En cuanto a que la literatura es redundante porque las ficciones operan ya en la vida y la realidad de cada persona, habría que preguntarnos igualmente qué tanto hay allí de novedad. La novela burguesa acompañó la irrupción de un momento cultural en que las identidades heredadas y colectivas parecían evaporarse, en que el individuo podía soñar con hacerse de una historia propia. Lo que vuelve singular la literatura francesa de la época es que, mientras los escritores rusos y alemanes seguían preocupados por la religión y la moral, y los ingleses defendían en el fondo las diferencias de clase, los novelistas franceses del XIX estaban interesados sobre todo en el éxito terrenal y lo hacían ver como un asunto de mera estrategia. La novela francesa decimonónica está llena de ascensos y fracasos, fortunas, ambiciones y cálculos, chismes, vanidad y glamour; incluso el amor es un asunto táctico. Tras la Revolución, fuera cierto o no, parecía que el mundo estaba al alcance de quien se arriesgara a tomarlo, y la novela era el manual de uso más explosivo.
Conceptos tan trillados como el quijotismo y el bovarismo ¿no son ya la prueba de que la literatura siempre ha estado en una comunicación íntima con las proyecciones de cada lector? ¿No estaba Alejandro Magno, que llevaba durante sus campañas una edición de lujo de la Ilíada en un cofrecillo, imitando a Aquiles? No hay que dar por sentado que las ficciones personales son más proliferantes que antes. En comparación con nuestro campo de posibilidad, dominado por corporaciones gigantescas, algoritmos y lógicas comerciales, el dandy clásico podía moldearse a sí mismo con una libertad que ya quisiéramos.

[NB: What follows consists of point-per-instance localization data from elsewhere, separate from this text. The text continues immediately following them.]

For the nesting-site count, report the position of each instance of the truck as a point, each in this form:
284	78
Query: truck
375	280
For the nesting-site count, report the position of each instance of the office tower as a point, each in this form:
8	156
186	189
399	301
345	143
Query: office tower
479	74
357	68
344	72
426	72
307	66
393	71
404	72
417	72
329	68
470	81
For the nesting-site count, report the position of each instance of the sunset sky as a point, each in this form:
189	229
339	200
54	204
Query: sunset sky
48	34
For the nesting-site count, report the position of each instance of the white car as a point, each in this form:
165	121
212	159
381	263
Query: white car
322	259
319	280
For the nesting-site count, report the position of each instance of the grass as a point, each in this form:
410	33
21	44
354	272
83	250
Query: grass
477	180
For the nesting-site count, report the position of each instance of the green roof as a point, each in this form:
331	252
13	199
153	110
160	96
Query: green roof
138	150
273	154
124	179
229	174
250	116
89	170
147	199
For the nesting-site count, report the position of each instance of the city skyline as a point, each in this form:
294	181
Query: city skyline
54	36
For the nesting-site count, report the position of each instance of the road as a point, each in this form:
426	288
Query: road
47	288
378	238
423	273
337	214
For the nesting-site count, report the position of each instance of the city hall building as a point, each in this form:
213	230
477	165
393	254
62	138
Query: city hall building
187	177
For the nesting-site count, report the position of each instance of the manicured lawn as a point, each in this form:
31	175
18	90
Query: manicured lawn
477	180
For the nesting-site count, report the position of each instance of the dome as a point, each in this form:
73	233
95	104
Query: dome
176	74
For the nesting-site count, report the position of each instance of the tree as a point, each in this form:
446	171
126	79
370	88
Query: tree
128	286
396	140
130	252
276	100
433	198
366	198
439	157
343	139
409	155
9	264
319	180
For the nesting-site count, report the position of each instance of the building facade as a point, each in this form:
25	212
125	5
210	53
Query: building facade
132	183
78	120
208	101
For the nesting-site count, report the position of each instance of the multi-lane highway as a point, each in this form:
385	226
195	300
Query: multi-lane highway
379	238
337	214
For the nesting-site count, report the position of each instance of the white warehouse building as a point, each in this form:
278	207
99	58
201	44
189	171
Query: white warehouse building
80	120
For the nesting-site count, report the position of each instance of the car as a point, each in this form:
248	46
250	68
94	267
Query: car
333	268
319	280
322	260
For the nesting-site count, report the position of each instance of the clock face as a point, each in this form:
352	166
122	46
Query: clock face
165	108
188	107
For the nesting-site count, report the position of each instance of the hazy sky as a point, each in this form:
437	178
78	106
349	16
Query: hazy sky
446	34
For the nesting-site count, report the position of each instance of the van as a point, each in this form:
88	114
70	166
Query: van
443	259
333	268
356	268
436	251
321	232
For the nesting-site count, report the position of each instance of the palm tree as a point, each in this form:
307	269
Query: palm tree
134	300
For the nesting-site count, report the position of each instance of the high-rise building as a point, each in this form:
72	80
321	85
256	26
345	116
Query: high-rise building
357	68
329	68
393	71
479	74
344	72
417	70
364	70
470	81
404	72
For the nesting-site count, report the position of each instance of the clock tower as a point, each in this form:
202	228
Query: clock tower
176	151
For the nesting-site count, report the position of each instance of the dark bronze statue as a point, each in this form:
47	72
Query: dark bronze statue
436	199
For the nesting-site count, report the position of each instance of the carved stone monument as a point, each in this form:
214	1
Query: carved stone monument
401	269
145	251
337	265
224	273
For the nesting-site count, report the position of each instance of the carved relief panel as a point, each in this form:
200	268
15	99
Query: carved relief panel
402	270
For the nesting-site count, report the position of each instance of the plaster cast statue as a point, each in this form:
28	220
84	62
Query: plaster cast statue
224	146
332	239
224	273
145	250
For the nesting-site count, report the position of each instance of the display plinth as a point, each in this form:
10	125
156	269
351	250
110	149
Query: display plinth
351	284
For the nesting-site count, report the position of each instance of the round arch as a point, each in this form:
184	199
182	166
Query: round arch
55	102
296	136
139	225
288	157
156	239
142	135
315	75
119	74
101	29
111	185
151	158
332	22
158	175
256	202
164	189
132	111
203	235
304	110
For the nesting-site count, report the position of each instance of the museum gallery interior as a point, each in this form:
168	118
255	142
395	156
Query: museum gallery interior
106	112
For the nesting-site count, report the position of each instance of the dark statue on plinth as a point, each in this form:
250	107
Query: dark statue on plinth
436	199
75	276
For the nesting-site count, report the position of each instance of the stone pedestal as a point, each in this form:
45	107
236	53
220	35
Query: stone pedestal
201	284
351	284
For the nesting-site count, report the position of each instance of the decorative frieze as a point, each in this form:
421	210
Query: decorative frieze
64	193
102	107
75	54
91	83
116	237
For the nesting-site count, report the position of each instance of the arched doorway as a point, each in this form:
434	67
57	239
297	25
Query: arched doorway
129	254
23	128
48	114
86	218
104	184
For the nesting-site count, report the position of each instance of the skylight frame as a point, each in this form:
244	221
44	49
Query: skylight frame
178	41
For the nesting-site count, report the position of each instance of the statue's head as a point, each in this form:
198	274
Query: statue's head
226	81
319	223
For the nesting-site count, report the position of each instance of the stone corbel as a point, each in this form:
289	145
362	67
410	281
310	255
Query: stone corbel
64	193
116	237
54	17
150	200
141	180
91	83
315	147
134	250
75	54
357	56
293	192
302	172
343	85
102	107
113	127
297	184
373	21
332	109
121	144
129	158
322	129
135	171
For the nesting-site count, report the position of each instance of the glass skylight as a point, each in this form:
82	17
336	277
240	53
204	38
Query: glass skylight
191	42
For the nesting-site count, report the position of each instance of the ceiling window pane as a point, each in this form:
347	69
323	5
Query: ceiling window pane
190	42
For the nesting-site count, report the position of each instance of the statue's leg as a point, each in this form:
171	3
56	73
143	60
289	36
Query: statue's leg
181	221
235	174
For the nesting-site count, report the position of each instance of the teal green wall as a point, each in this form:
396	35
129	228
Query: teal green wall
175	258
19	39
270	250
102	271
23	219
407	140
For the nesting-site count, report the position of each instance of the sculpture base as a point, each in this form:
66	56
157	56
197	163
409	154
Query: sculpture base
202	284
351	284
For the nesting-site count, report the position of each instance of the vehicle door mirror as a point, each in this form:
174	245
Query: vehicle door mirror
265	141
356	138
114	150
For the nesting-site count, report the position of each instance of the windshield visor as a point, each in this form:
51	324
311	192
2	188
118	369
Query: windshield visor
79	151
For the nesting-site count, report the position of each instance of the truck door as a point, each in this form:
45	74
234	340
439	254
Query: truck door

Lo que en realidad interesa a los partidarios de la posficción –ver los textos de David Childs y James Corby en The Cambridge Companion to the Essay o The Essay at the Limits– es dar cuenta de lo que se percibe como una obsolescencia de la novela frente a otros medios y prácticas. El punto es que la novela ha perdido el lugar central para la ficción, ahora ocupado por el cine, la televisión e incluso las redes sociales. Childs y Corby abogan entonces por nuevas escrituras, híbridas, ensayísticas, por experimentaciones en formatos distintos al libro, por objetos textuales liminares.
Si bien se puede estar de acuerdo con lo anterior, quizá lo verdaderamente notable aquí es que los mismos debates y problemas se repiten cada tanto, pero se presentan siempre a sí mismos como si ocurrieran por primera vez. De hecho, la novela realista pura duró muy poco tiempo antes de ser desfigurada; ya a partir de Flaubert empezaban a aparecer las grietas. La historia de la novela es la historia de sus perturbaciones. El cine ha sido una amenaza para la literatura desde 1930, y respecto a crear objetos liminares que se entrelazan con la vida “real”, parece que estamos condenados a reiterar las mismas propuestas de las vanguardias pero sin una verdadera pulsión revolucionaria.
Esto no quiere decir que no existan o no sean un problema las novelas convencionales: todo lo contrario. Pero quizá poner la discusión en términos post delata una visión lineal, mecanicista, y en vez de anunciar catástrofes milenaristas podríamos encontrar fuerza y sentido –o por lo menos nuestra verdadera medida– en las corrientes de la historia que están de nuestro lado. Acerca de la novela del XIX, quizás hace falta deshacernos, de una vez por todas, de su modelo de representación, al mismo tiempo que recuperamos la frescura, el placer y el ácido que había en su sustancia. Hace unos días escuchaba a un grupo de publicistas confesar su incapacidad para leer y una persona dijo: “Es que me gustaría que la literatura no fuera tan aburrida”. Ahí estamos de acuerdo.